“A controlled vocabulary is a way to insert an interpretive layer of semantics between the term entered by the user and the underlying database to better represent the original intention of the terms of the user.”The most effective communication occurs when all parties involved agree on the meaning of the terms being used. Consequently, finding the right words to communicate the message of your website can be one of the most difficult parts of developing it.
When we converse, we speak in “natural language.” This is language in all its raw, rich, gooey glory. When we organize our information and label it however, there is so much richness, variance, and confusion in terminology that we often need to impose some order to facilitate agreement between the concepts within the site and the vocabulary of the person using it.
This order can come through a controlled vocabulary. Amy Warner defines a controlled vocabulary (CV) as “organized lists of words and phrases, or notation systems, that are used to initially tag content, and then to find it through navigation or search.” This means that a CV is a type of metadata that functions as a “subset of natural language”(Wellisch); it is not how we normally speak. Using a CV is also a way to overtly display relationships among the various concepts that your site covers in order to increase findability. The most basic, and often overlooked, form of controlled vocabulary is a consistent labeling system. If you are careful to call the same thing, or the same concept, by the same name everywhere on your site, you are using a very simple controlled vocabulary. And you’re also ensuring that your users start developing a mental model of the information they can find.

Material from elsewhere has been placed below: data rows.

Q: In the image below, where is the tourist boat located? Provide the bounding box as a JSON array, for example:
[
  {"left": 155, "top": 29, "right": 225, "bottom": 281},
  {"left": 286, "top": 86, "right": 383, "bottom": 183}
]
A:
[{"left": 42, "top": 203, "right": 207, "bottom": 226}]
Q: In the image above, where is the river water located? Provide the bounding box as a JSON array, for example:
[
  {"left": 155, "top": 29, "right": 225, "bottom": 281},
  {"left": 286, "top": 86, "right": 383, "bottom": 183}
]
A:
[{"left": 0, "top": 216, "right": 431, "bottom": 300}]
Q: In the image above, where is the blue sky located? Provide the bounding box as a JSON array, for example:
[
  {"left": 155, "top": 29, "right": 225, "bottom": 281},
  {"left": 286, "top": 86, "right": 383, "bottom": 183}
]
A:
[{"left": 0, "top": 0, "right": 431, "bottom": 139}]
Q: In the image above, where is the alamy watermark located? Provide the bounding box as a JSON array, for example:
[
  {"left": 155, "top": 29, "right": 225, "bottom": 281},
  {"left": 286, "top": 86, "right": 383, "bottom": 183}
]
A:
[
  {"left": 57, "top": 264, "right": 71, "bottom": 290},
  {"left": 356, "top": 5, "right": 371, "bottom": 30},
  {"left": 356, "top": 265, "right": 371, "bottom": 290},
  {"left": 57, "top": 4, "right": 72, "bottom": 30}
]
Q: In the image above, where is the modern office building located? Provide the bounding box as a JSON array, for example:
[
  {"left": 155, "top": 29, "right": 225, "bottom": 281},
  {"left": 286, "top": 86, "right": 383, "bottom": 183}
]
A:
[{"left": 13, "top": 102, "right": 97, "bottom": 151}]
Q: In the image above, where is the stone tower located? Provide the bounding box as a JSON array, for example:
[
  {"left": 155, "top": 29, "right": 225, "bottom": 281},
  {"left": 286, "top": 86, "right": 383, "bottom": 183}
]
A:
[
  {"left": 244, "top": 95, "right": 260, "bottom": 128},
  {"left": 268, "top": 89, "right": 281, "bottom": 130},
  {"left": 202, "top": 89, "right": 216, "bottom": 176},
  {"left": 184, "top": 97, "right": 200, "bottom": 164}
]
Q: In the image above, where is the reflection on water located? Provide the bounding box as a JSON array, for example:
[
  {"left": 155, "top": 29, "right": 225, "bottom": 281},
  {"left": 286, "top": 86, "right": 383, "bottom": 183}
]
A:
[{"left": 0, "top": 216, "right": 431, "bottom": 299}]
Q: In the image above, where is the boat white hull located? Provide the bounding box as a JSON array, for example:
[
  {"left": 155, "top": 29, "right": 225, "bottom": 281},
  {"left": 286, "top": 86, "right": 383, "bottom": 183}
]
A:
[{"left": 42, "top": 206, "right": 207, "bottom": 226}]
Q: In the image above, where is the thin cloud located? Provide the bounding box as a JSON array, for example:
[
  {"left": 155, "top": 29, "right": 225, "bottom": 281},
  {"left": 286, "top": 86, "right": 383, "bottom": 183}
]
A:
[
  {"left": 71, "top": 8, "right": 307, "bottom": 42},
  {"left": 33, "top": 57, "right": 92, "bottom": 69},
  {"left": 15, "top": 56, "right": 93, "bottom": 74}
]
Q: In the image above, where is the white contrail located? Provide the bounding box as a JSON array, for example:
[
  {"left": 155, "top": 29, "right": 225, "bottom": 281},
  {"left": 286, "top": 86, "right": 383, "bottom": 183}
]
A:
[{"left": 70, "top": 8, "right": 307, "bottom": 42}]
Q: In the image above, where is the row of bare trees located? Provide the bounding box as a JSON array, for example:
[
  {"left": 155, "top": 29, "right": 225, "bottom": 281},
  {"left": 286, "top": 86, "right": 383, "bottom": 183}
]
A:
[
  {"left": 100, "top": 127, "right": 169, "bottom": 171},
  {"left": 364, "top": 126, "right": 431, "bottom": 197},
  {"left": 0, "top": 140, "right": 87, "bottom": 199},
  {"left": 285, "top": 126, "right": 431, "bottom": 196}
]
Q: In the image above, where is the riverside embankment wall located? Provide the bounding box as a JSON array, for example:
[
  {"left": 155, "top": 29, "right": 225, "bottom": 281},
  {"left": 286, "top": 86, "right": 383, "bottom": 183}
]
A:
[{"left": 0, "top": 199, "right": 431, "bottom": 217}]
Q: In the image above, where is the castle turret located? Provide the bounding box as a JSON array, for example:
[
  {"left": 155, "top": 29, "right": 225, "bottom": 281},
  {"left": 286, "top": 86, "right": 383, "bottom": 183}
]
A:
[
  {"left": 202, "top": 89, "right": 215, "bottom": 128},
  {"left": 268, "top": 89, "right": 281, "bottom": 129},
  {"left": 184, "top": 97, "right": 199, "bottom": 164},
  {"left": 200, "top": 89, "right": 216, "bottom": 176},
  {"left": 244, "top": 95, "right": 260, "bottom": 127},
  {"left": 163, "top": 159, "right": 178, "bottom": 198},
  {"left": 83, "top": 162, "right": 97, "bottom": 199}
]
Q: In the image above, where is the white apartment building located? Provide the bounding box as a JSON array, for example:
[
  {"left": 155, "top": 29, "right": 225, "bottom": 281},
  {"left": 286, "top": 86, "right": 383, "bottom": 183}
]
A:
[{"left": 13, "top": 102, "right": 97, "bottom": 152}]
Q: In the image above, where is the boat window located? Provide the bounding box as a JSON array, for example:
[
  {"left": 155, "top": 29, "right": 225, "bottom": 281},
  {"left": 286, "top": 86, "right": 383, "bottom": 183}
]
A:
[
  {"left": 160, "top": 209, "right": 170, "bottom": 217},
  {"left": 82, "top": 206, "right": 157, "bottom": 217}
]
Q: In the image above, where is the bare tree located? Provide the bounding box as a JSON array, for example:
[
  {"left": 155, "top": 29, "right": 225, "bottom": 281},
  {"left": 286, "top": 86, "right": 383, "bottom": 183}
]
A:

A controlled vocabulary is a way to insert an interpretive layer of semantics between the term entered by the user and the underlying database to better represent the original intention of the terms of the user. Consider what happens when you do not use a controlled vocabulary. An uncontrolled vocabulary simply uses the natural language of the documents and matches that with the natural language of the user. This is extremely specific, and it gives the user exactly what they ask for. Sounds great right? Consider, however, a site about chemistry, where many of the documents use the chemical name of the element (“iron”), and many use the chemical symbol of the element (“Fe”). Using an uncontrolled vocabulary, the results will only include the terms entered by the user. If the user entered “Fe” in the search box, he will not get any of the results for documents that use the term “iron.” There is a good chance the user is missing some documents he would like to have. Very few users will enter both terms, and many will be reviewing their results thinking they are seeing the results from all relevant documents.
The equivalence relationship
You probably are aware of certain categories or items on your site that might go by multiple names. You realize that if you said “automobiles” on your homepage and “cars” on the next page, users might get confused. Users will start to wonder if there is a difference between the two terms. Instead you choose “automobiles” and don’t use “cars” at all. In this case “automobiles” is the term you prefer to use throughout your site. We call this the “preferred term.” “Cars” is a variant term, a different word representing the same concept. Or, consider this example:
Here, each term refers to the same concept, Elizabeth Taylor (your preferred term). We could tell our system, when people ask for “Elizabeth Burton” use “Elizabeth Taylor.” This is more traditionally expressed using standard CV notation as:
Elizabeth Fortensky USE Elizabeth Taylor
Elizabeth Taylor UF Elizabeth Fortensky (UF = Use For)
Or even this:
Liz Taylor USE Elizabeth Taylor
Elizabeth Taylor UF Liz Taylor
Think about Gap’s web page (http://www.gap.com). We already know what they sell (they have excellent branding), and most of their content is generally referred to by the same terms as used in our general culture. In other words, people consistently say “jeans,” “pants,” and “shirts.” Even though you might get the occasional person using the word “dungarees” or “slacks,” nearly everyone would see “jeans” and know what the category referred to (the visuals help support this too). Furthermore, Gap does not carry hundreds of pairs of jeans that must somehow be distinguished from one another. If you examine the natural language people use when talking about Gap’s products, there’s an unusually small amount of term variance. Content like this works great in the very simple organization system used on the Gap site. It works so well that they do not even need to offer search; this is very unusual for an ecommerce site. What they have is a system in which all of the concepts are consistently labeled using language familiar to their users. They’re lucky. Few sites have the option to work in this way.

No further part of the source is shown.